Cuando la evolución nos expulsa del Paraíso, donde el fruto lo teníamos al alcance de la mano, las hojas de los árboles nos daban sombra y la altura de sus ramas, protección, comenzamos a caminar errantes por un territorio inhóspito, a la intemperie. Pero nos dotó con dos sentidos bien coordinados para la supervivencia durante nuestro viaje evolutivo: la audición y la vista.
Con el oído y sus eficaces orejas el entorno sonoro es esférico. Y el sonido tiene una carga emocional intensa, pues es vital reaccionar rápidamente a cualquier señal, venga de donde venga, bien porque sea amenazante o porque signifique una oportunidad, por ejemplo, de caza (para nosotros, que hemos pasado la mayor parte de nuestra existencia en busca de presas). Cuando el sonido ha despertado la atención, la vista, que solo percibe lo que tiene delante (medio mundo), se mueve en busca de la localización y comprobación del sonido que nos ha impresionado. Así que movemos nuestra cabeza sin cesar para focalizar la visión, mirada, casi con parecida insistencia que la cabeza de un pájaro para el sonido.
El sonido es envolvente, pero para ver el mundo hay que ponerse delante de él.
Estas condiciones naturales que nos han traído hasta aquí se expresan de manera muy significativa en nuestro mundo tecnológico, sobrecargado de señales sonoras y visuales. Hasta ahora, el escenario en el que pasaba nuestra vida era calmado, poco cambiante: el árbol, la montaña, el camino… permanecían ahí, y los sucesos no se agolpaban, no eran abundantes. Los sonidos eran los del entorno natural y los del quehacer cotidiano.

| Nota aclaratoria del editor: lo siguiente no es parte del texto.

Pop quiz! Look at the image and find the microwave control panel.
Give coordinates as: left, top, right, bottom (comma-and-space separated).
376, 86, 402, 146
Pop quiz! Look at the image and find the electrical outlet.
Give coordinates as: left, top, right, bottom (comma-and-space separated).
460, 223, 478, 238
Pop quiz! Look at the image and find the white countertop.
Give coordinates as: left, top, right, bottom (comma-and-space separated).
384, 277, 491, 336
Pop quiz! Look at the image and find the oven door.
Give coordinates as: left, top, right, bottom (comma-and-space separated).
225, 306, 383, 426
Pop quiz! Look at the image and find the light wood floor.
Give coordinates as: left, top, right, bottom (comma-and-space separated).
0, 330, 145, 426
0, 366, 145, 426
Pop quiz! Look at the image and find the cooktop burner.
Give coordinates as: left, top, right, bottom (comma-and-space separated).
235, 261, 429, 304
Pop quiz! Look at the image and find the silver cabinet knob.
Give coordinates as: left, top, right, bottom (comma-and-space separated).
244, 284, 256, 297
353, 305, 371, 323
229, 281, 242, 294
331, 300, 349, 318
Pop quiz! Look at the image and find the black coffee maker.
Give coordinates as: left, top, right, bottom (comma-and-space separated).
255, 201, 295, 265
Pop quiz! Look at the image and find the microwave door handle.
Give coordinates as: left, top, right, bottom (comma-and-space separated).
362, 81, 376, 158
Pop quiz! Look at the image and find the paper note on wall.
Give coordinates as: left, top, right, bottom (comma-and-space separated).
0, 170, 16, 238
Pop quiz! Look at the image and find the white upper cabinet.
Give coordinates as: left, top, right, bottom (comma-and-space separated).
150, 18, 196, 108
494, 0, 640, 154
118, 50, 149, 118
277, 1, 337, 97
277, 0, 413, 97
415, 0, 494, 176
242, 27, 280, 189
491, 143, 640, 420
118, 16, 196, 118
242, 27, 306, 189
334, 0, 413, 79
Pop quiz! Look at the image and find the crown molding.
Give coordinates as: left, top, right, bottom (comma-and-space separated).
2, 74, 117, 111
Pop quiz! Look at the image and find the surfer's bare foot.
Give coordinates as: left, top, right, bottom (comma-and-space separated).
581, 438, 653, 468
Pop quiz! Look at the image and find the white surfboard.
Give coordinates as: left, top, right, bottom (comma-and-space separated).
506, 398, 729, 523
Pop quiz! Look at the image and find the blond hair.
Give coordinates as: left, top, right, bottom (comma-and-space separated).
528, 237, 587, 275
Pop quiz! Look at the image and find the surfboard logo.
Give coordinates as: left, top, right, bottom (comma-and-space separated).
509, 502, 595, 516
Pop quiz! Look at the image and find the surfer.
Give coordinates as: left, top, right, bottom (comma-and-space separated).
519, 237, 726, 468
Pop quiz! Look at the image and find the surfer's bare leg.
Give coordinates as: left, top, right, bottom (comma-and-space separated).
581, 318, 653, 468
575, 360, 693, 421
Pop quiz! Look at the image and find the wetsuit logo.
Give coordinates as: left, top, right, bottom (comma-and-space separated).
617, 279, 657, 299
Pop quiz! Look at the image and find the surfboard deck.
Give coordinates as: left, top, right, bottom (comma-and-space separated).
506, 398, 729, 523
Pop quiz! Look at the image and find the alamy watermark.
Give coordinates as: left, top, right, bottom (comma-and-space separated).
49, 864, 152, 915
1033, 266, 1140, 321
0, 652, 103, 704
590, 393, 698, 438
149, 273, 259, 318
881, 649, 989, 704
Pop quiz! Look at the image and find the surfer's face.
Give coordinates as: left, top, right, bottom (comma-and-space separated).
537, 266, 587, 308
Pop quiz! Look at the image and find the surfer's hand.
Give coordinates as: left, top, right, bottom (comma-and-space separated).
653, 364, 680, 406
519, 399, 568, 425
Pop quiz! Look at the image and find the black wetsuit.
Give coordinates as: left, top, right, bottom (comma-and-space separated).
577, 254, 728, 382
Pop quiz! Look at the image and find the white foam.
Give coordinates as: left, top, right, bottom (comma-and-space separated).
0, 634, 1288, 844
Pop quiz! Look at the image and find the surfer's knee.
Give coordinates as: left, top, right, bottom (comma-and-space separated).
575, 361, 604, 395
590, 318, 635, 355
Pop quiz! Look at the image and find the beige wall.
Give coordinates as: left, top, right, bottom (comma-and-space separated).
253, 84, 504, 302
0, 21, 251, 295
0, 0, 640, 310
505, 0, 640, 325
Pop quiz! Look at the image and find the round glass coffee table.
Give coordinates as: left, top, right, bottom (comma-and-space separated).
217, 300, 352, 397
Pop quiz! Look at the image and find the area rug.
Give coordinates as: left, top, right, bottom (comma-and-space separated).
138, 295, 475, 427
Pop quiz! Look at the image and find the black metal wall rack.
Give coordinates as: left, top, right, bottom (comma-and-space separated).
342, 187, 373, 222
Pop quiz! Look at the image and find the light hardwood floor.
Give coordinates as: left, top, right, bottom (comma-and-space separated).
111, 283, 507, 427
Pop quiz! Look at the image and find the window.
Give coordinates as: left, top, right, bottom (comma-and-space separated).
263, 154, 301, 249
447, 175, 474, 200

Hoy el entorno es caleidoscópico, donde los espejos son las pantallas. Y, sin embargo, tenemos para verlo los mismos ojos que cuando echamos a andar por los espacios dilatados de la sabana. Así que no dejamos de moverlos para responder a tanto estímulo visual. Esto supone dificultad para fijar la atención. Y como hay tanto que mirar, para mantener la atención dentro del marco de una pantalla y que no se derrame tienen que suceder en ella muchas cosas y que sus imágenes pasen con gran rapidez. Es decir, para que no muevas la cabeza en busca de otras visiones, muevo sin cesar lo que está delante de ti. Pero en el fondo se produce una inquietud agotadora de la atención.
Quizá nos espere pronto un mundo digital expresado en una proporción significativa a través de la palabra hablada”
En los procesos educativos se viene mostrando de manera bien patente esta dificultad de concentración. Y los vídeos, que parecía que serían eficaces atractores de la atención, necesitan reducir su duración para evitar que se corten sin concluir o, incluso, se acelere su velocidad de reproducción para terminar antes. También la quietud y extensión de la página resultan insoportables. Sin embargo, parece que este desmenuzamiento del discurso no sucede para, por ejemplo, los pódcast. En ellos el tiempo no corre en contra del mantenimiento de la atención. La palabra hablada, la narración oral, consiguen prender la atención durante mucho más tiempo que el que pueden la pantalla o la página, en las condiciones actuales de sobreinformación. Y es que el sonido emociona (desde su función primigenia de supervivencia), y la emoción es la que sujeta la atención.
La palabra hablada deja que los ojos no se despeguen del lugar en el que estás, porque no se pone delante de ti, sino junto a ti. Camina a tu lado mientras tus ojos exploran el entorno y la mirada proporciona la sensación de presencia. Puedes cerrar los ojos y el mundo no se apaga, porque siguen brotando las imágenes que provoca la emoción del sonido de la palabra. Puedes igualmente dejar la mirada, sin perderla, sobre una hoja en blanco e iluminarla con trazos que sugieren lo que estás escuchando.
El exuberante mundo digital se nos está mostrando a través del caleidoscopio de la pantalla, y nos ha hecho seres con una prótesis adherida que reclama contantemente nuestra mirada y nuestras manos, difuminando la sensación de presencia del lugar en el que nos encontramos. Pero quizá nos espere pronto un mundo digital expresado en una proporción significativa a través de la palabra hablada, que nos deje en nuestro lugar, porque no se pondrá continuamente delante de nosotros, sino a nuestro lado.
Queda, no obstante, una gran tarea por delante, pues nuestra capacidad de comunicar con la palabra hablada (para interrogar, expresar y narrar, y para escuchar) está mermada y se necesita, por tanto, revitalizarla desde la escuela. Y esta necesidad aprieta, porque la evolución tecnológica que ha creado tal descompensación apunta a la vez hacia una oralidad digital, que hasta hace poco era insospechada.